Finite intersection property

In general topology, a branch of mathematics, the finite intersection property is a property of a collection of subsets of a set X. A collection has this property if the intersection over any finite subcollection of the collection is nonempty.

A centered system of sets is a collection of sets with the finite intersection property.

1 Definition
2 Discussion
3 Applications
4 Examples
5 Theorems
6 Variants
7 References

Definition

Let $X$ be a set with $A=\{A_i\}_{i\in I}$ a family of subsets of $X$ . Then the collection $A$ has the finite intersection property (fip), if any finite subcollection $J\subset I$ has non-empty intersection $\bigcap_{i\in J} A_i.$

Discussion

Clearly the empty set cannot belong to any collection with the f.i.p. The condition is trivially satisfied if the intersection over the entire collection is nonempty (in particular, if the collection itself is empty), and it is also trivially satisfied if the collection is nested, meaning that the collection is totally ordered by inclusion (equivalently, for any finite subcollection, a particular element of the subcollection is contained in all the other elements of the subcollection), e.g. the nested sequence of intervals

(0, 1/n).

These are not the only possibilities however. For example, if X = (0, 1) and for each positive integer i, X_i is the set of elements of X having a decimal expansion with digit 0 in the i'th decimal place, then any finite intersection is nonempty (just take 0 in those finitely many places and 1 in the rest), but the intersection of all X_i for i≥1 is empty, since no element of (0, 1) has all zero digits.

The finite intersection property is useful in formulating an alternative definition of compactness: a space is compact if and only if every collection of closed sets satisfying the finite intersection property has nonempty intersection itself.^[1] This formulation of compactness is used in some proofs of Tychonoff's theorem and the uncountability of the real numbers (see next section)

Applications

Theorem

Let X be a compact Hausdorff space that satisfies the property that no one-point set is open. If X has more than one point, then X is uncountable.

Before proving this, we give some examples:

1. We cannot eliminate the Hausdorff condition; a countable set with the indiscrete topology is compact, has more than one point, and satisfies the property that no one point sets are open, but is not uncountable.

2. We cannot eliminate the compactness condition as the set of all rational numbers shows.

3. We cannot eliminate the condition that one point sets cannot be open as a finite space given the discrete topology shows.

Proof of theorem:

Let X be a compact Hausdorff space. We will show that if U is a nonempty, open subset of X and if x is a point of X, then there is a neighbourhood V contained in U whose closure doesn’t contain x (x may or may not be in U).
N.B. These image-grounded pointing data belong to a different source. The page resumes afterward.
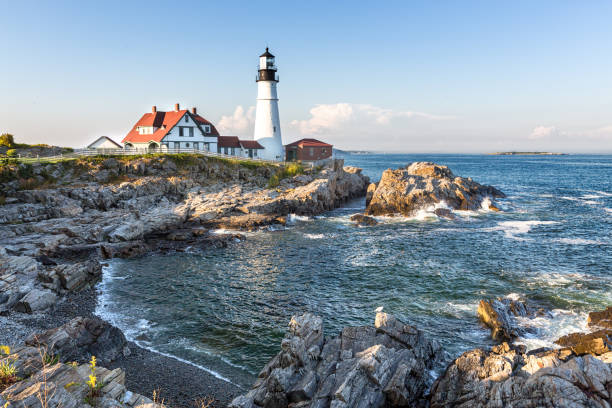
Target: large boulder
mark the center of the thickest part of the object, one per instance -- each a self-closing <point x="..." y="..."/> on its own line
<point x="423" y="184"/>
<point x="386" y="365"/>
<point x="82" y="338"/>
<point x="508" y="377"/>
<point x="36" y="300"/>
First of all, choose y in U different from x (if x is in U, then there must exist such a y for otherwise U would be an open one point set; if x isn’t in U, this is possible since U is nonempty). Then by the Hausdorff condition, choose disjoint neighbourhoods W and K of x and y respectively. Then (K ∩ U) will be a neighbourhood of y contained in U whose closure doesn’t contain x as desired.

Now suppose ƒ is a bijective function from Z (the positive integers) to X. Denote the points of the image of Z under ƒ as {x₁, x₂, ……}. Let X be the first open set and choose a neighbourhood U₁ contained in X whose closure doesn’t contain x₁. Secondly, choose a neighbourhood U₂ contained in U₁ whose closure doesn’t contain x₂. Continue this process whereby choosing a neighbourhood U_n+1 contained in U_n whose closure doesn’t contain x_n+1. Note that the collection {U_i} for i in the positive integers satisfies the finite intersection property and hence the intersection of their closures is nonempty (by the compactness of X). Therefore there is a point x in this intersection. No x_i can belong to this intersection because x_i doesn’t belong to the closure of U_i. This means that x is not equal to x_i for all i and ƒ is not surjective; a contradiction. Therefore, X is uncountable.

Corollary

Every closed interval [a, b] (a < b) is uncountable. Therefore, the set of real numbers is uncountable.

Corollary

Every locally compact Hausdorff space that is also perfect is uncountable.

Proof

Suppose X is a locally compact Hausdorff space that is perfect and compact. Then it immediately follows that X is uncountable (from the theorem). If X is a locally compact Hausdorff, perfect space that is not compact, then the one-point compactification of X is a compact Hausdorff space that is also perfect. It follows that the one point compactification of X is uncountable. Therefore X is uncountable (deleting a point from an uncountable set still retains the uncountability of that set).

Examples

A filter has the finite intersection property by definition.

Theorems

Let $X \neq \emptyset$ , $F \subseteq 2^X$ , F having the finite intersection property. Then there exists an $F^\prime$ ultrafilter (in $2^X$ ) such that $F \subseteq F^\prime$ . See details and proof in Csirmaz & Hajnal (1994).^[2] This result is known as ultrafilter lemma.